With Ad: Tech wrapping up last week in New York City, I felt it high time to review what, in my opinion, was the most important topic of the conference: social search. Social search isn’t socializing with your five closest friends over a marathon session of group Google’ing and Yahoo’ing. Rather, social search takes a powerful offline marketing concept, word of mouth, and expands the potential referral network exponentially.
Throughout history, word of mouth marketing has been one of the most powerful marketing tools. Like its older brother, today’s high-tech version has the potential to be the most influential driver of consumer response in interactive marketing.
How can one concept possibly carry so much potential?

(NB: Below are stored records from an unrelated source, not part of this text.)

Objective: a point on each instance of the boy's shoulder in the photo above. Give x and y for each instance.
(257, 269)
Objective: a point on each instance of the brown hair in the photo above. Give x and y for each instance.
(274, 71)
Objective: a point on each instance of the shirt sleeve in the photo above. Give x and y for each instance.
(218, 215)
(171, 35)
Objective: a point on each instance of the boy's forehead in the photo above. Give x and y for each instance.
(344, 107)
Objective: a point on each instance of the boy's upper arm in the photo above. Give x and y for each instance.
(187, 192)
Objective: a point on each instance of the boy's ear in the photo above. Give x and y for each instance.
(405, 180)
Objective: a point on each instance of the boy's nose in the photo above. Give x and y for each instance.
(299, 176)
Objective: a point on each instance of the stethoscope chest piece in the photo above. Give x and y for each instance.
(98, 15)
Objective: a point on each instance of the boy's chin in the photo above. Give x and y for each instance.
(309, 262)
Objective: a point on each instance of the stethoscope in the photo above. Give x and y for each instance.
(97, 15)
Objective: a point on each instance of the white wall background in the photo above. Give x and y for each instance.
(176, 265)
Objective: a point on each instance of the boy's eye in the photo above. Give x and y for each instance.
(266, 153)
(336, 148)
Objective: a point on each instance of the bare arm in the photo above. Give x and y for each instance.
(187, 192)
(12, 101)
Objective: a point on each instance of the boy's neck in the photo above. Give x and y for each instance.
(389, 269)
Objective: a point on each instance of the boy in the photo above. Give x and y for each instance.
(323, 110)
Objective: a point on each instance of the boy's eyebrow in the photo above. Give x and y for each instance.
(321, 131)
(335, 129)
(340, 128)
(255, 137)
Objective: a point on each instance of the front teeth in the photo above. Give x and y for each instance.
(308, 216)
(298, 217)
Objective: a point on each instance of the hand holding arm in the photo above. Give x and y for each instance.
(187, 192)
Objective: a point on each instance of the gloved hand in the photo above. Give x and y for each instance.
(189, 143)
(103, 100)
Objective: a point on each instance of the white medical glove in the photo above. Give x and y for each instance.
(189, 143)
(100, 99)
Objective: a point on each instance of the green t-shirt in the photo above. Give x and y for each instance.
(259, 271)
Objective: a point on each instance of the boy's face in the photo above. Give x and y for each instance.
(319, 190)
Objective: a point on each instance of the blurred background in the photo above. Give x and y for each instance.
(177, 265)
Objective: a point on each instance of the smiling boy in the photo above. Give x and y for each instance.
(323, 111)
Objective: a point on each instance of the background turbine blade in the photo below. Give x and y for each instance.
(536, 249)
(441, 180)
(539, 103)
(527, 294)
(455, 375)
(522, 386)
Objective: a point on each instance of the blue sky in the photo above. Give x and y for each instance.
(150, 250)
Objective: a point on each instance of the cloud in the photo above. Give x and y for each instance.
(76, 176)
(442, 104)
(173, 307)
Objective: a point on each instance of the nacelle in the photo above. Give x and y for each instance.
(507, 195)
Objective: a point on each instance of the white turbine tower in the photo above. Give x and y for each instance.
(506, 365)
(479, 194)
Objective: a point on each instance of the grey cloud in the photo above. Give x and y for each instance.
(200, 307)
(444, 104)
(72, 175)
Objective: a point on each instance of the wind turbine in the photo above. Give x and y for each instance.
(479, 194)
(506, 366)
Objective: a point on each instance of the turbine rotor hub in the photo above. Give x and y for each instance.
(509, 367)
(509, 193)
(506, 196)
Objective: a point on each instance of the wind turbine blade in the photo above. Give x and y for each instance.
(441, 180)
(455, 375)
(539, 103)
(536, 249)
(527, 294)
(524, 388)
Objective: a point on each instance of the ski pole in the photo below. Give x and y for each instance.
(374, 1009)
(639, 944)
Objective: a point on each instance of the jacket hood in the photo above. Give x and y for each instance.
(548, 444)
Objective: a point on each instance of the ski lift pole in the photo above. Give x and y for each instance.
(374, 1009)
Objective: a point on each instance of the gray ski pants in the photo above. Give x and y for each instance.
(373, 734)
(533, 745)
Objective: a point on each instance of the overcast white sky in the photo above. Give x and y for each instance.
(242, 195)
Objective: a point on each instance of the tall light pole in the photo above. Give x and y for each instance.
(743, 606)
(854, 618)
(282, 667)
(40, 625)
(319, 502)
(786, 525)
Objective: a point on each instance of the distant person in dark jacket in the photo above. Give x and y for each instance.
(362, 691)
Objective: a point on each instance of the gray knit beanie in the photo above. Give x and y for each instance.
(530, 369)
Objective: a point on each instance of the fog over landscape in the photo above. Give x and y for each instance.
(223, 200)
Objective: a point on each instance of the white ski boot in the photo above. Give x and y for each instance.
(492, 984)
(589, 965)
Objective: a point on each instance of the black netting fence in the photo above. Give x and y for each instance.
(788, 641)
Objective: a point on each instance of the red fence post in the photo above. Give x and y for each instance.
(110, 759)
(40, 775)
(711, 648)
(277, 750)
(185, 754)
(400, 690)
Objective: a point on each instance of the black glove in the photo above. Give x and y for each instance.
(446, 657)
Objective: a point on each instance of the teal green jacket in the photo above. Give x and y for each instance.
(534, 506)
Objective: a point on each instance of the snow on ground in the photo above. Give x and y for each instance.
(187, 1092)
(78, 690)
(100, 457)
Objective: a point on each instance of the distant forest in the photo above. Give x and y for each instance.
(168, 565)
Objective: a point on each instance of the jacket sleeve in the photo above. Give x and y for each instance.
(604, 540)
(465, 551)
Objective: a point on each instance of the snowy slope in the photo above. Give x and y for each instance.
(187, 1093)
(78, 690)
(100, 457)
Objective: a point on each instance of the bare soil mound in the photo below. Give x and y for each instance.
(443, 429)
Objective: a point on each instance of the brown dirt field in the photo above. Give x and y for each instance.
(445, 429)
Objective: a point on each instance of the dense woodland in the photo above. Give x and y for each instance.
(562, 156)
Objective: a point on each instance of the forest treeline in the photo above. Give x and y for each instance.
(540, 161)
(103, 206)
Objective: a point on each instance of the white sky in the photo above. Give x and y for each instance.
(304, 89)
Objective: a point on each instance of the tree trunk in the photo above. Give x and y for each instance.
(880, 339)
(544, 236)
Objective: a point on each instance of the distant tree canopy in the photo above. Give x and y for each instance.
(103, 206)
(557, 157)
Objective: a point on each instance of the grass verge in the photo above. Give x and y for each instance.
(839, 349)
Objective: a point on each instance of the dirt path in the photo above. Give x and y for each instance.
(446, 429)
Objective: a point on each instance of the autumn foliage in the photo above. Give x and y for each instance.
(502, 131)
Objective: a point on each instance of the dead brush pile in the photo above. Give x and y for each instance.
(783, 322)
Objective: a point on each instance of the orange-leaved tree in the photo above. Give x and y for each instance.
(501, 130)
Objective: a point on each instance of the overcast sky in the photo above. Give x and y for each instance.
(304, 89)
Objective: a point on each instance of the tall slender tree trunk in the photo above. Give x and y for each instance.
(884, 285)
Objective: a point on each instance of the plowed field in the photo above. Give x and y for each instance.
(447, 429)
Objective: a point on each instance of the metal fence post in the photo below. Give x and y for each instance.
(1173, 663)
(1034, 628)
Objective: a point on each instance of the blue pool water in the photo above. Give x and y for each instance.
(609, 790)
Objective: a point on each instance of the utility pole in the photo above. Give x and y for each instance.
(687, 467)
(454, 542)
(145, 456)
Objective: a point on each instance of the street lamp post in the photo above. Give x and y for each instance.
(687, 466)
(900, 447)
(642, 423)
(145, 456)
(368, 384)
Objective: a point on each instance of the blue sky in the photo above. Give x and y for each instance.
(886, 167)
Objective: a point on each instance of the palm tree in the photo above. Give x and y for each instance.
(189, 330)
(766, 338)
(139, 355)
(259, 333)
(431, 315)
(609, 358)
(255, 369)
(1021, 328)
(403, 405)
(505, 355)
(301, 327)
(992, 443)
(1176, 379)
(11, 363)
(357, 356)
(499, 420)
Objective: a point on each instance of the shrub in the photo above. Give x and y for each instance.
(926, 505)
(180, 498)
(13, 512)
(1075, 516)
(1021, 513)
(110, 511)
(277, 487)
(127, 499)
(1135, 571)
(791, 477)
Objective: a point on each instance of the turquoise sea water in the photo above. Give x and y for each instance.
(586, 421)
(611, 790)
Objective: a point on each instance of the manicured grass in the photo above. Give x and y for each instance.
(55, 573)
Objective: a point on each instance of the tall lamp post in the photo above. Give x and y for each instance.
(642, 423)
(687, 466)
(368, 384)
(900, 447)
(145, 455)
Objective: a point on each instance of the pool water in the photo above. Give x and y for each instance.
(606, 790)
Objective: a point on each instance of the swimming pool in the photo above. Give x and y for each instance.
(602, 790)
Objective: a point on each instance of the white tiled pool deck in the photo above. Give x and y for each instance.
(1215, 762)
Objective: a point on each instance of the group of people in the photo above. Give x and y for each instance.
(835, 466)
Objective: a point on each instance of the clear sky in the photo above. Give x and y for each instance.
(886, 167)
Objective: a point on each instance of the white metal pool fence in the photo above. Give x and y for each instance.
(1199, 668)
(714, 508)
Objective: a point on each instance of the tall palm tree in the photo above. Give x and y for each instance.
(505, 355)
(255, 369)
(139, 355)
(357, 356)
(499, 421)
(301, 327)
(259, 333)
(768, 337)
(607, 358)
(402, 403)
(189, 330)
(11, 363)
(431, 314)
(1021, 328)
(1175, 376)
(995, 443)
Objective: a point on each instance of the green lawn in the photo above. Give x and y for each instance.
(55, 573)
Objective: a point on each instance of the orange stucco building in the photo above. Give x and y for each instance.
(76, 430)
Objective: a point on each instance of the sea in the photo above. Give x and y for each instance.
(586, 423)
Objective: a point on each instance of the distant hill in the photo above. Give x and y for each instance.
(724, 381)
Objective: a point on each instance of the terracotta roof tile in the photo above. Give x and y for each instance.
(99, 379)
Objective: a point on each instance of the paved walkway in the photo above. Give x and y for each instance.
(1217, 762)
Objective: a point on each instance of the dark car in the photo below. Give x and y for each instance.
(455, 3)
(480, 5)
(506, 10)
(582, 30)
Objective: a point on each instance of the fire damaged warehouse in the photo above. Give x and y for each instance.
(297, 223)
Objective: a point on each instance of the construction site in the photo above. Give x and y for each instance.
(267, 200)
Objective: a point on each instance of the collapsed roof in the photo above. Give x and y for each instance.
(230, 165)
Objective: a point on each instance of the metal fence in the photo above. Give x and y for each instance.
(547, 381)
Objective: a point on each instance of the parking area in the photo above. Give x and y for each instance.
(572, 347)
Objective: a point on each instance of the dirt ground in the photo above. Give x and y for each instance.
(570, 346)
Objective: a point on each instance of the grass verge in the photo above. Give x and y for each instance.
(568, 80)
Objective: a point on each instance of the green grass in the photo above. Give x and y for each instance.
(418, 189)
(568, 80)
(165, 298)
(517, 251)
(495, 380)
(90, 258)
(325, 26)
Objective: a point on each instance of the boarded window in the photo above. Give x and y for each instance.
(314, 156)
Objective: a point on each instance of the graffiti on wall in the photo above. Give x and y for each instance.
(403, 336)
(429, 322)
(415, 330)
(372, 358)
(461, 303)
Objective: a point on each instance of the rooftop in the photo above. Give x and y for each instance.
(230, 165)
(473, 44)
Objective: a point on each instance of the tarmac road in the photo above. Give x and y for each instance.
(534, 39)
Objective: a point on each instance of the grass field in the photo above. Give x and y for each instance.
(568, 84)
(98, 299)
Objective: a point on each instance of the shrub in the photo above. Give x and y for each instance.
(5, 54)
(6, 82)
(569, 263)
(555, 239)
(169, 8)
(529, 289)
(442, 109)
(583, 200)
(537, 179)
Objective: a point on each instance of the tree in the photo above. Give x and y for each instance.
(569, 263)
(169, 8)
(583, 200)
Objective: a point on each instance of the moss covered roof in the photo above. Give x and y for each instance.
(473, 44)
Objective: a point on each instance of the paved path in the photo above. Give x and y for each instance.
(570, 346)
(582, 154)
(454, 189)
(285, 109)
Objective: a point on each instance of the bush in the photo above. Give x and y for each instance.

For several years now Google has enjoyed (and profited handsomely from) its search dominance. Provide web surfers with the freshest, most relevant content for their search queries and you will find yourself with a very loyal user base. Throw some advertising into the mix and you have a recipe for success.
Google’s relevance powers its brand equity and consumer loyalty. People believe Google returns the most relevant search results and so they return time and again. When a new search engine comes along or an existing engine revamps its offerings, I try it out for a while. After all, search is my profession.
Inevitably, I return to Google. Familiar, fast, fresh and relevant.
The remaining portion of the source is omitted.